Pour La Mort, dès que j’ai eu idée de la personnifier en une version correspondant au combattant qu’est Damien, j’ai tout de suite penser à mon ami Eddy Viannet qui est un grand gars costaud et qui n’en demeure pas moins un athlète capable de vous balancer son pied au visage. Il a pris 7 kgs de muscle rien que pour le film en s’entraînant énormément, tout en ayant un certain régime alimentaire qui lui a permis de garder les joues creuses. Les gens ne se rendent pas compte de tout le travail qu’il a effectué pour ce personnage dont il a lui-même créé le costume qui plus est, sans parler du fait qu’il a effectué tout le tournage en apnée car la mort ne respire pas. Pour La Maladie, c’est les amis travaillant à la technique qui m’ont présenté Bernard Chapelain en me disant qu’il serait parfait pour le rôle sadique et vicieux que je recherchais, et ils ont eu raison. Pour Alexandra, qui joue le rôle de Sabrina, c’est elle qui est venue à moi, sachant que je cherchais une comédienne, et si au départ j’imaginais le personnage très différemment cela m’a donné l’idée de partir dans une autre direction, sur un personnage plus fragile et plus effacé mais qui au dernier moment donnera l’impulsion nécessaire à Damien pour se reprendre. Quant au fait de me choisir moi-même pour jouer Dieu, tout en sachant que ça allait faire jaser sur ma mégalomanie, je ne pouvais résister à l’idée de créer Dieu à mon image et de l’interpréter à ma façon. Et puis j’ai l’habitude de jouer un rôle secondaire dans mes films, souvent coup de pouce du destin envers le personnage principal, et ne me voyant ni jouer la maladie, ni la mort, il ne restait que ce rôle. Et à part le fait de jouer pied nu en petite chemisette par -5° durant tout le tournage c’était une très bonne expérience.

Des projets ?
Oui pas mal de clips, dont normalement un ou deux que je vais tourner au Japon cet été. Et puis surtout côté fictions, il semble temps de passer à un long-métrage d’après beaucoup de personnes que j’ai pu rencontrer.
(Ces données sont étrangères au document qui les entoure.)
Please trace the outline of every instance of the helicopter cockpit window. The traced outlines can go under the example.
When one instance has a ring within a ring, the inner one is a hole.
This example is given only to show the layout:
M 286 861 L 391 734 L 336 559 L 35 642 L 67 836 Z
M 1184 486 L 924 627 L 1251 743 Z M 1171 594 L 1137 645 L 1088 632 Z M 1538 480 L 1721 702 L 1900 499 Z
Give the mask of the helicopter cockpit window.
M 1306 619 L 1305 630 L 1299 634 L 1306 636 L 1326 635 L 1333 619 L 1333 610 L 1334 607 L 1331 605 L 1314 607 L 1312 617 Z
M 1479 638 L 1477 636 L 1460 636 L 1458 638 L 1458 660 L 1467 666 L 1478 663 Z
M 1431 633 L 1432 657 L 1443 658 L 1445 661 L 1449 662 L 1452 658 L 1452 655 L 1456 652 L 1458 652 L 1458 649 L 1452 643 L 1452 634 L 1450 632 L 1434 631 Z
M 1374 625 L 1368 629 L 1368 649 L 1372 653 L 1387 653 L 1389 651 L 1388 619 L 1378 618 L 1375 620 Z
Donc je suis en train de préparer plusieurs projets. Il y a mon projet sur la boxe mais comme c’est un projet complexe, je préfère me faire la main sur d’autres films avant. Sinon j’ai un projet de film qui se passerait principalement au Japon, un drame fantastique, Sur tes ailes. Et je suis actuellement en train d’écrire un autre scénario de drame fantastique (décidément le genre qui me plaît le plus), Le complexe du nombril, qui serait une fable écologique, fantastique et onirique sur fond de fin du monde, avec quelques fantômes, démons et autres créatures sympathiques qui passeraient par là, le tout avec un zest d’humour.